The Arranz Bravo Foundation opens the Eladio Aguilera exhibition on 12 May. To make poems, no se bebe agua, curated by Albert Mercadé and which can be visited until September 15, 2022.

Para hacer poemas, no se bebe agua is a project that reflects on one of the quintessential spaces of art: bars, cafes, taverns, bistros. From Vienna to Montmartre, from the Raval to Montjuic, in our collective imagination the history of these enclaves is linked to the artistic and cultural effervescence of a city. Bars are meeting and parliament places, where discourse is generated from the dialectical and emotional exchange between acquaintances and newcomers. There the communication flows thanks to the silent intervention of a liquid guest: alcohol.
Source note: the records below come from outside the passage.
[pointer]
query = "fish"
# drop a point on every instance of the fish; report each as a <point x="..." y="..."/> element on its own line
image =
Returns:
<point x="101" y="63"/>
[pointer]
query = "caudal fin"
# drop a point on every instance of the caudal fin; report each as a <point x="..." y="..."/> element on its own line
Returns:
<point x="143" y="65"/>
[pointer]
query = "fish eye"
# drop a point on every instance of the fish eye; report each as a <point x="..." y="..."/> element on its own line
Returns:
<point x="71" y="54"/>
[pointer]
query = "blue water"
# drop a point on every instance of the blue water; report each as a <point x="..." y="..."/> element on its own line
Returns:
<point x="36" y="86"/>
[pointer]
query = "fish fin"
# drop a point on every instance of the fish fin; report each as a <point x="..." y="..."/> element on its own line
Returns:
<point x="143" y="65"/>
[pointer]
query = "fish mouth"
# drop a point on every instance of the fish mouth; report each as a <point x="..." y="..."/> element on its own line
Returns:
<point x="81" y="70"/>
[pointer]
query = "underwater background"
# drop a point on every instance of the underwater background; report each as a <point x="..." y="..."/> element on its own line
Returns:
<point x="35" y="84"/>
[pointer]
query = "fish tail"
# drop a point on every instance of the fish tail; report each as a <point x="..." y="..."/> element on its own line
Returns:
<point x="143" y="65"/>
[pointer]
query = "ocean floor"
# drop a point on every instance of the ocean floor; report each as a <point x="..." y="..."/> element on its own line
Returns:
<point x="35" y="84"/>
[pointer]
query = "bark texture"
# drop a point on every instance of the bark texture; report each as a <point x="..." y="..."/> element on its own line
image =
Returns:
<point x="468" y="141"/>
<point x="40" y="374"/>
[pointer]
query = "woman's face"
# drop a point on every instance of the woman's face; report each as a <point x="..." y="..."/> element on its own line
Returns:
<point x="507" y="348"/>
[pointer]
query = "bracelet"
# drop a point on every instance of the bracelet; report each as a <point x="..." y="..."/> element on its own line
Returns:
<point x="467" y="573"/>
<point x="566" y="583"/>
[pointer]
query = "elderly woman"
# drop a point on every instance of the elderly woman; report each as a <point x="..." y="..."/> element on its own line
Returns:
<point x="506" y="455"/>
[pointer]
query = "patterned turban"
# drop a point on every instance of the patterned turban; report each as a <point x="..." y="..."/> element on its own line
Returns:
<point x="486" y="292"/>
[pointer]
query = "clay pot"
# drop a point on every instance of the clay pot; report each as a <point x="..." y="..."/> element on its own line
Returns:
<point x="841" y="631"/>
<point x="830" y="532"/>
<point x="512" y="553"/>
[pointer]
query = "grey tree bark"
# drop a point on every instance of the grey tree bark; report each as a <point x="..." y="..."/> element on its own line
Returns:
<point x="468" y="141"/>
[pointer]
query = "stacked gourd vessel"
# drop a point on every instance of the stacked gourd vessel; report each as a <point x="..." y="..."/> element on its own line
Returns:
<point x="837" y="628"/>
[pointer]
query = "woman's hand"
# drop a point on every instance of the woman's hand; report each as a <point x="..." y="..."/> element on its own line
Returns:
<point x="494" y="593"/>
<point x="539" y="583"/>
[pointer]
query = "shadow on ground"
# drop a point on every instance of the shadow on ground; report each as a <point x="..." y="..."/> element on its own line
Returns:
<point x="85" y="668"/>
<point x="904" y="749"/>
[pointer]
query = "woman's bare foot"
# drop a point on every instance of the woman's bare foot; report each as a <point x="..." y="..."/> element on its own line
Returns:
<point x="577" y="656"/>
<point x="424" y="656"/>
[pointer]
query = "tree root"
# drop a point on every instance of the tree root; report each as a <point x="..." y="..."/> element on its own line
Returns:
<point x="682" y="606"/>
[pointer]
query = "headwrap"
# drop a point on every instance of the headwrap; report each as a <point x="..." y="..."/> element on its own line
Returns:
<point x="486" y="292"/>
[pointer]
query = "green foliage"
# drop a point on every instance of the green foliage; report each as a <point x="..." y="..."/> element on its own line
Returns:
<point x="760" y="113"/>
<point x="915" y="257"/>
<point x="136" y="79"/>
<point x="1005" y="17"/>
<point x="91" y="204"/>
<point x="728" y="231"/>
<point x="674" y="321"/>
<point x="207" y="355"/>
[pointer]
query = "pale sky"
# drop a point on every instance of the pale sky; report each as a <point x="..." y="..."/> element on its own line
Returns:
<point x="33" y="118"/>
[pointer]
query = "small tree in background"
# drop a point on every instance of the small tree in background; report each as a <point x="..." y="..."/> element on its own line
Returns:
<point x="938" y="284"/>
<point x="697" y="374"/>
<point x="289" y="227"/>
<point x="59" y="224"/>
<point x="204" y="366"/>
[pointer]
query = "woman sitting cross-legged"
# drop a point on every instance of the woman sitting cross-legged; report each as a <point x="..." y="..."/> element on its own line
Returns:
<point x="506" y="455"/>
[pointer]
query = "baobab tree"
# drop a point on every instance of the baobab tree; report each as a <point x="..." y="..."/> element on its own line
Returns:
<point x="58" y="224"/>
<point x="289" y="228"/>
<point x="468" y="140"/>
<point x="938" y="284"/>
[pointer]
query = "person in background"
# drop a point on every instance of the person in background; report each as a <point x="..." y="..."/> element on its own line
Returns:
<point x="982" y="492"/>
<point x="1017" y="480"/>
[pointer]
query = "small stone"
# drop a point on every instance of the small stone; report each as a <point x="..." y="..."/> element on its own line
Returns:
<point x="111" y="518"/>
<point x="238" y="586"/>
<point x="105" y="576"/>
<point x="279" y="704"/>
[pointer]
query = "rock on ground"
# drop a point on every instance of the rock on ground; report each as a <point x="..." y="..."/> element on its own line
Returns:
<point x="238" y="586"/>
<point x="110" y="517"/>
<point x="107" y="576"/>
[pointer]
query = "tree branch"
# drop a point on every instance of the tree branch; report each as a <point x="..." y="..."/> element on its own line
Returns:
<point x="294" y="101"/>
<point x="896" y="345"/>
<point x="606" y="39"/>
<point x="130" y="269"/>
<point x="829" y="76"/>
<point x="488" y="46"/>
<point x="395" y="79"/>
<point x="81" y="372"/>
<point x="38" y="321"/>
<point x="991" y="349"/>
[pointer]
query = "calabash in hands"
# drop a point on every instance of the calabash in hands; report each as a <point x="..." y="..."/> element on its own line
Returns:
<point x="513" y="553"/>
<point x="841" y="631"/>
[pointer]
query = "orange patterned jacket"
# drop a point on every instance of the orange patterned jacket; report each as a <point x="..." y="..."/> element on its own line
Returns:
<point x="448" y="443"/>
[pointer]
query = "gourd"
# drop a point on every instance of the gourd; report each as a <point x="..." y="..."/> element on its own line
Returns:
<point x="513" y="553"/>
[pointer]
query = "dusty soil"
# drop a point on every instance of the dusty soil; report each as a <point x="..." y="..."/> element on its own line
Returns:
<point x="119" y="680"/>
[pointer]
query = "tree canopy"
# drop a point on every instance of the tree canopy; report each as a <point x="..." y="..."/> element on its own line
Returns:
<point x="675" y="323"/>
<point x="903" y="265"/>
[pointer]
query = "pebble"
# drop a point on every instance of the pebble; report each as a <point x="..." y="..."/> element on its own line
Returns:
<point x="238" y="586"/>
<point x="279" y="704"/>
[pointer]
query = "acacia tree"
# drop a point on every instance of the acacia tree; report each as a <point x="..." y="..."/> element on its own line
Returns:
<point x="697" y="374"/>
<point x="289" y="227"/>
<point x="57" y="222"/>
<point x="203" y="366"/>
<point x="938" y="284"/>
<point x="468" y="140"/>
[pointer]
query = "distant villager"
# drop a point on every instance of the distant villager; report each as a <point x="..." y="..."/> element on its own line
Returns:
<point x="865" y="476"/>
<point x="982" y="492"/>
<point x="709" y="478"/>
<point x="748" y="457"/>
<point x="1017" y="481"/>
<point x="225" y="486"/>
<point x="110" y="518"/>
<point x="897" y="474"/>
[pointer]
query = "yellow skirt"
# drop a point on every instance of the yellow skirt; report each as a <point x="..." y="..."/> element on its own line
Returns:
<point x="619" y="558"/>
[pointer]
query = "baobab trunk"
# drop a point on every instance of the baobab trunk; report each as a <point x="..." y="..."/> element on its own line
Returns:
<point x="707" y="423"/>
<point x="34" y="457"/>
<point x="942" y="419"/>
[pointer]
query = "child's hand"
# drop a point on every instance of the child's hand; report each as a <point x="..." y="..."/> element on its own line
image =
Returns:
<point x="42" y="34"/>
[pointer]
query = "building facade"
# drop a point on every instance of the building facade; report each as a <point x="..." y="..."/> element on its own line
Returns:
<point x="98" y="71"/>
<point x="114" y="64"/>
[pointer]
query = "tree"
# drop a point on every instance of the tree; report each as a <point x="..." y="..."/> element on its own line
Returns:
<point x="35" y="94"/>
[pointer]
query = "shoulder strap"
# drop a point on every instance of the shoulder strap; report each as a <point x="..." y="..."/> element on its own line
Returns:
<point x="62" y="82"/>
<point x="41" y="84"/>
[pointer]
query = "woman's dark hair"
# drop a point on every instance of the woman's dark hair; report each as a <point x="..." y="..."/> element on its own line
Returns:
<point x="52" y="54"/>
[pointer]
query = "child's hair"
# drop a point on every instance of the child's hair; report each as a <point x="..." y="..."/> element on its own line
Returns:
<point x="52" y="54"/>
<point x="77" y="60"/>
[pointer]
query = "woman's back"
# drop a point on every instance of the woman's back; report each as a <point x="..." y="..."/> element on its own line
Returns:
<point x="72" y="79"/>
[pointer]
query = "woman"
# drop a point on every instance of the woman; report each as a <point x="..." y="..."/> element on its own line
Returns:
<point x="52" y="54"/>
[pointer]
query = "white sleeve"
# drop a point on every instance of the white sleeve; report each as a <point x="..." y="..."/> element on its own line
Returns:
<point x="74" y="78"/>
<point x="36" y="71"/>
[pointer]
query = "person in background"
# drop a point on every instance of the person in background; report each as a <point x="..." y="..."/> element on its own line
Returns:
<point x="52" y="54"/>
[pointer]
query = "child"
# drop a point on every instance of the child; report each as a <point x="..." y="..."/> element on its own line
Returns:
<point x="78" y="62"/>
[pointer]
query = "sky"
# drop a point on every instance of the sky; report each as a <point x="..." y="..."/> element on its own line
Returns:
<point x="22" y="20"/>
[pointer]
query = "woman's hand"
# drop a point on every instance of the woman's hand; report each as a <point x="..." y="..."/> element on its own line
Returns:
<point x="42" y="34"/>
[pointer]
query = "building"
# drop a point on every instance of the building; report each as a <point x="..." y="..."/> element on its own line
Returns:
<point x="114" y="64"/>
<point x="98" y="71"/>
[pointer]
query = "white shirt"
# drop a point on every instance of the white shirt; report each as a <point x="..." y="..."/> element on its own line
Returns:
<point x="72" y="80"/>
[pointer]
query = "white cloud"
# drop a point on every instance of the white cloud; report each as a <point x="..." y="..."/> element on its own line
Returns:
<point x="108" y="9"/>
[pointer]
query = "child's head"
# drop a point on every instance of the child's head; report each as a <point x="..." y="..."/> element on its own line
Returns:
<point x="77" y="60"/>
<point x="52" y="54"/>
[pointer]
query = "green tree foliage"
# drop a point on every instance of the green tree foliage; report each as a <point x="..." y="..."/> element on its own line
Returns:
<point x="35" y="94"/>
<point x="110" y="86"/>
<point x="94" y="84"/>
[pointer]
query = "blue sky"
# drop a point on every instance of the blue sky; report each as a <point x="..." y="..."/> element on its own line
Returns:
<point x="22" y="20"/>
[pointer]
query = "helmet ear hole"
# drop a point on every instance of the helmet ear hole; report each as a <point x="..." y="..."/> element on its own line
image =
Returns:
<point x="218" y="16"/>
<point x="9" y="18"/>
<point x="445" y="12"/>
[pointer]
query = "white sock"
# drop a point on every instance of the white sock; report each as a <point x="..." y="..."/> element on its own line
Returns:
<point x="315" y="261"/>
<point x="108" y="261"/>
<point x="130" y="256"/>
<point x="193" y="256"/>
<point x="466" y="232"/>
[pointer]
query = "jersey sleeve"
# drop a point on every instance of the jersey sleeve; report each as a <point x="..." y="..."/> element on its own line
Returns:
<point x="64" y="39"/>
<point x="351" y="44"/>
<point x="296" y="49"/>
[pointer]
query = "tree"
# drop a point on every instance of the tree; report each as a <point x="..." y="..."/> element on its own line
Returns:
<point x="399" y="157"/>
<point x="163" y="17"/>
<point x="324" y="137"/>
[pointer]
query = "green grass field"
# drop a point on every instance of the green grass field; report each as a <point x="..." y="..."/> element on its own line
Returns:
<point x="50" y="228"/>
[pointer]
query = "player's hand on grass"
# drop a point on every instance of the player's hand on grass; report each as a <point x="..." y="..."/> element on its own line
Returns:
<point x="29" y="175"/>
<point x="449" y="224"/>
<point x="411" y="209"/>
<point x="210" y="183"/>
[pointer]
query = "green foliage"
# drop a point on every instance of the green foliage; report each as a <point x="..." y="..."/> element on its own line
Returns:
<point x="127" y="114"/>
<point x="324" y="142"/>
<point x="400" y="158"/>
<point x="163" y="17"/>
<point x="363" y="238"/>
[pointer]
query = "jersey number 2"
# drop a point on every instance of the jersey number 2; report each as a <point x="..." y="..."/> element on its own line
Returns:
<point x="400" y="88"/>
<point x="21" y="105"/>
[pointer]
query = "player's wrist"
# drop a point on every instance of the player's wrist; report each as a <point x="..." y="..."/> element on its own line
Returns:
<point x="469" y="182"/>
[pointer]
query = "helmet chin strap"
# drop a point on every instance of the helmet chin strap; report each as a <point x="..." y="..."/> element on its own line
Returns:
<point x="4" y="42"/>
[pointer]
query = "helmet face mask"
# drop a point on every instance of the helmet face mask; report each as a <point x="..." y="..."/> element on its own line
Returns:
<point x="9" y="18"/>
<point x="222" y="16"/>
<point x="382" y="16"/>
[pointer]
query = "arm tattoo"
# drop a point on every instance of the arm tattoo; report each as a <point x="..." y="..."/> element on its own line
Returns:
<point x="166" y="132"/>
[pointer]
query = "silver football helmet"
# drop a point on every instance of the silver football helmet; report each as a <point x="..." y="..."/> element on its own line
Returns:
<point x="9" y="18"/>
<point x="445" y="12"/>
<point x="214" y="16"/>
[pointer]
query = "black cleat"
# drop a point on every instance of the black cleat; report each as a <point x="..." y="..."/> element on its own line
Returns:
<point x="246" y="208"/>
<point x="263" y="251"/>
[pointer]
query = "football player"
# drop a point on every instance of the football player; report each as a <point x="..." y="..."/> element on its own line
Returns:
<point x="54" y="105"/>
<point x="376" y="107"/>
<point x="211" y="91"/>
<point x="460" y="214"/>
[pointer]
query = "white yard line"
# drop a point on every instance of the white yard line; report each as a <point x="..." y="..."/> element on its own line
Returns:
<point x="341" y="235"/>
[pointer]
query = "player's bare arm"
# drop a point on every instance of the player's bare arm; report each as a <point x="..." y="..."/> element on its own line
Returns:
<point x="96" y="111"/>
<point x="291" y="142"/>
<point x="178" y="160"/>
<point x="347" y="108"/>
This is how the famous French vocalist Barbara sang it: Pour faire des poèmes, on boit pas de l'eau ('To make poems, we don't need water') -, in her song L'Absinthe (1972) which she dedicates to the poets Arthur Rimbaud and Paul Verlaine and their relationship with the "green fairy." In our cultural narrative alcohol is related to artists almost more than to art, as it is to life.

The exhibition aims to be a catalog of images and objects about the alcoholic infrastructure of a bar. Glasses, chairs, tables, handles, bottles contain a special power that contains desire: the promise of happiness channeled through an object and the liberating experience we give it. Coexisting between objects, diverse people know each other and generate knowledge. In this sense, the bar is a sacred emotional and cultural gym space.

The installation incorporates a series of paintings that make the nod to artistic episodes that intersect alcohol, artistic production and the artist's personal experience. The personal stories of the artists are distilled in the form of an image, revealing the presence of creators such as Joseph Beuys, Martin Kippenberger and Margherite Duras. Thus, while the German artist appears outside, half naked and vital, the French writer presents herself gathered in the solitude of the kitchen with flowers reminiscent of her Montparnasse tomb. The series was born from a stay of Eladio Aguilera in Paris at the end of 2020, in which the artist, deprived of social relations as a result of the pandemic, became interested in the biographies of different French creators transferred and buried. in the cemeteries of the capital.